Still, I'm wondering: Are we only talking about SYSTEM_ERROR
s here? I still don't quite see how, in the absence of standardized error reporting, we could have WES and TES servers understand workflow engine or tool errors semantically. And so I don't see how they could provide errors
or statusMessages
field for these errors. The examples @cjllanwarne gave all sound like SYSTEM_ERRORS
to me. Conversely, stderr
should be the right place to find out more details about EXECUTION_ERROR
s, so I suppose that the suggested change would complement this very well, and this distinction could potentially also help address #179.
Are we only talking about SYSTEM_ERRORs here?
Yes. But just because an error is a system error doesn't mean we don't want error message information for it. And having an error message from the system and a stderr print out from the tool itself are separately useful things to have.
Absolutely agree with you. Just wanted to clarify.
Anyway, I certainly would like to see a PR for this, in case you are interested to raise one @cjllanwarne :) Guess that would make any remaining discussions more focused (if any)
@cjllanwarne would #205 address some of your concerns at least at the task level?

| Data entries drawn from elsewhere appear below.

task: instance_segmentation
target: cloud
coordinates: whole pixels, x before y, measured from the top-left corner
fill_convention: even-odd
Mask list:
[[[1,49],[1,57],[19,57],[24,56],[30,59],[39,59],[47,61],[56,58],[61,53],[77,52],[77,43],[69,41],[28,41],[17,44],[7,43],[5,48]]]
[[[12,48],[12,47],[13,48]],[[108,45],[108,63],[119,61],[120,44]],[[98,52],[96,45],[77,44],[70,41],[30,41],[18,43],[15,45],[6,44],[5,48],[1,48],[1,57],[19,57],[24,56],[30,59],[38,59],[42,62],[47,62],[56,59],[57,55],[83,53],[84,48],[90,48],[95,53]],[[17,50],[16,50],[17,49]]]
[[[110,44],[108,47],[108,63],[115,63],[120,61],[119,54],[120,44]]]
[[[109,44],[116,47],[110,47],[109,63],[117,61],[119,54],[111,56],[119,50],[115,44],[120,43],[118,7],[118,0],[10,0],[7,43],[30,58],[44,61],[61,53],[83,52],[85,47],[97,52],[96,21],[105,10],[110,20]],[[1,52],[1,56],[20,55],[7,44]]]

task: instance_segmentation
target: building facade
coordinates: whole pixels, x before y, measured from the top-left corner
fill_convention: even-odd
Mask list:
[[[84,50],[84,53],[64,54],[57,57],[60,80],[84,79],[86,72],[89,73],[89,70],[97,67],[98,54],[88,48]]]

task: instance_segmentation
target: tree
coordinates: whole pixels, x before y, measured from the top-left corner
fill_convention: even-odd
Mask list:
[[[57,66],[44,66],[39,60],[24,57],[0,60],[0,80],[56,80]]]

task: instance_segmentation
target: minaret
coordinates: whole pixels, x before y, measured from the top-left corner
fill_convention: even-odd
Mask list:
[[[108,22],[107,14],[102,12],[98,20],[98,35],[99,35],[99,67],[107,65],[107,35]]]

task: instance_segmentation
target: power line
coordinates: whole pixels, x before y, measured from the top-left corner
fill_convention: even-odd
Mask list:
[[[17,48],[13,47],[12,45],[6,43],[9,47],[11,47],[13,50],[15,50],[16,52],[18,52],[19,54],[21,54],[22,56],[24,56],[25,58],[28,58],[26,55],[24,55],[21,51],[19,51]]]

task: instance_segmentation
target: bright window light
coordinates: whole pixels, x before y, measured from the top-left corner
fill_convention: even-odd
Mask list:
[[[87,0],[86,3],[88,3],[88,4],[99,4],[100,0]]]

Looking at the WES spec I cannot find a way to return an error message explaining why a run or task failed.
There is a field for
stderr
but that has different semantics than a task error or run error, so doesn't quite fit.As an example, imagine a task looks good but emits some logging information to its
stderr
. It then fails because a file cannot be delocalized successfully.The natural semantics of the
stderr
field is that it should come directly from the task, but that leaves no place to put the overall "reason the task is a failure", which is an engine level delocalization message.Another motivating use case at the run level: say a workflow script is badly formed. We want to be able to mark that run as failed, and give it an error message, but that error has nothing to do with stderr and thus that field is inappropriate.
Recommendation:
RunLog
andTaskLog
an additional, and optional,errors
field, containing a list of strings describing why the engine decided to mark that run or task as failed.